Keza; şirk, küfür veya bunları yaymak, irtidat (dinden çıkmak), haramları hiçe saymak, dinin emirlerine önem vermemek, başkalarının huzurunu ihlal etmek, haksız yere bir insanı yerinden ve yurdundan çıkarmak, insanlar arasında bölücülük yapmak, gerek yokken insanları ihtilâle sevketmek, ihtilafa düşürmek, onları sıkıntıya, zarara, günaha sokmak, dini bir fayda olmaksızın mihnete, meşakkata düçar etmek gibi manalarda dini bir tabir olarak kullanılmıştır. Görüldüğü üzere, "Fitne" kelimesinin şümul sahası çok geniş olduğu gibi, izahı zor olan karanlık bir kelimedir.

 

 

Fitnenin Hükmü:

Fitne çıkarmak, fitneye sebebiyet vermek, insanların başına fitne olmak haramdır, günahtır. Çünkü fitne, yeryüzünü fesada vermektir.

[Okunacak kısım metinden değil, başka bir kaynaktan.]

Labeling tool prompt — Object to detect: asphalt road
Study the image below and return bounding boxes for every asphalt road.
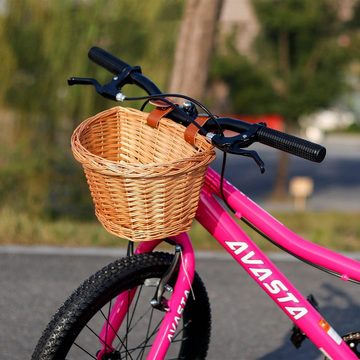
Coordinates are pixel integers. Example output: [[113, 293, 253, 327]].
[[0, 248, 360, 360]]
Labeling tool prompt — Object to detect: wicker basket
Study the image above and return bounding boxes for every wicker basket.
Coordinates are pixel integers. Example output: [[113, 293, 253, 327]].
[[71, 107, 215, 241]]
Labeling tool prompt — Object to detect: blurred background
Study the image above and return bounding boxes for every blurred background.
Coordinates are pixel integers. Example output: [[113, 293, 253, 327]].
[[0, 0, 360, 251]]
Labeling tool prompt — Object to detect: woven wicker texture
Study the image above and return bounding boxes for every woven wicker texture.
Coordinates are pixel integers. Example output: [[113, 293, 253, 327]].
[[71, 107, 215, 241]]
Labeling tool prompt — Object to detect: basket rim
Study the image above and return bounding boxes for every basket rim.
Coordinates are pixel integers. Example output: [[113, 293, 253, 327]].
[[71, 106, 215, 177]]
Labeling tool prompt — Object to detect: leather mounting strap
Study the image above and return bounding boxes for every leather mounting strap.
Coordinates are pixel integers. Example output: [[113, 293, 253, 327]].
[[184, 116, 209, 145]]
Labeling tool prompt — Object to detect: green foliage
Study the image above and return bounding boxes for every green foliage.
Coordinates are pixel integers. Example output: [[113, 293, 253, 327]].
[[0, 0, 182, 217], [214, 0, 359, 122]]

Müslümanlara zararlıdır, dine zulümdür, insanları inançsızlığa götürmektir.

 

 

Fitneye Birkaç Örnek:

1- Bir imamın namazdaki kıraatini, sünnet olan miktardan fazla yapması, şayet cemaat tahammül etmiyorsa, bir fitnedir; cemaatın azalma-sına sebebiyet verir. Sahabeden Muaz (r.a.)’ın namazı uzattığından şikayet edildiğinde, Peygamber (s.a.v.) Efendimiz ona, "Sen fitneci misin?" der ve bu sözü üç sefer tekrarlayarak onu azarlar ve bu hareketini tasvip etmez.

 

Diğer bir hadis-i şerif de şu mealdedir:

"Biriniz namaz kıldırdığında ağır kıldırmasın. Çünkü, cemaat içerisinde çocuk, ihtiyar, zayıf, hasta ve müstâcel iş sahibi olanlar olabilir."

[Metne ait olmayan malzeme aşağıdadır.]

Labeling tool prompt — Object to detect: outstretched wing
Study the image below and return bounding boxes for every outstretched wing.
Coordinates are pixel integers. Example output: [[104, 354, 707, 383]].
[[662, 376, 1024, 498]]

2- Hatibin hutbesinde, vaizin vaazında yaptığı konuşmalardan maksadın ne olduğu anlaşılamıyor; başka manalar anlaşılıyor, yanlış anlamalara ve bazı dedikodulara sebebiyet veriyorsa işte bu da bir fitnedir. Onun için İslam ne diyor? "İnsanlara öyle konuşun ki, akılları kavrasın ve ne demek istediklerinizi anlasınlar."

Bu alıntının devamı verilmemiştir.